ArthurDaniels
Posted
6 years 11 months ago
Rick,
From the very first time I connected my Triton Ones to my Onkyo (before I owned the Cambridge), I was not happy with the musical bass "oomph". At that time, my Onkyo's two sub outputs were connected to the Ones' LFE inputs, but there was no active Double Bass. Furthermore, my audio connections at that time were analog from CD players. So, the Ones were playing the Onkyo's speaker-only signals and processing whatever bass was contained therein in accordance with whatever the crossovers in the Ones were doing. Analog bass was musical, but offered little "oomph".
However, there was always plenty of bass when there was an LFE signal presented to the Ones from a multi-channel digital input to the Onkyo - either HDMI or Digital Audio.
Then, I discovered the Double Bass settings in the Onkyo. As I excitedly reported in a post several years ago, the first time I switched Double Bass On, I was astounded at the increased bass level - in fact, way too much with the Ones' LFE control set to mid-point (12 o'clock).
I'll bet that nothing is happening to the standard analog signals in either the Onkyo or the Cambridge to intentionally reduce the bass at the speaker-output terminals. What is a puzzle to me is why feeding a line-level pre=amplified audio output directly to the Ones LFE jacks produces so much more bass. Audibly, the difference is much more than "Double Bass". Unfortunately, I have nothing else to employ to conduct a similar setup experiment.
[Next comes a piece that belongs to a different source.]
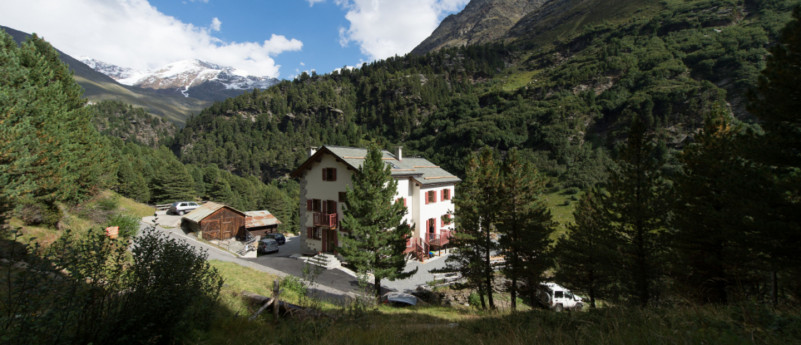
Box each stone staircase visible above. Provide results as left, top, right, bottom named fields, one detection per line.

It is worth noting that both my Klipsch and my Paradigm subs are designed to be driven either by an LFE signal, or by a line- level analog output signal from an amplifier or pre-amplifier..
Perhaps overall volume levels play a role. I don't listen at loud levels, Perhaps the feared double bass effect really is not important when the volume level at the speaker-level terminals isn't at full room volume (whatever that is). Perhaps I am really just adding back the bass which is being audibly lost because of the relatively low overall volume level (normal bass roll off to the ear at low volume levels - remember the old "Loudness Control"?).
You are correct - this is a thorny subject and more subjective than objective by its very nature.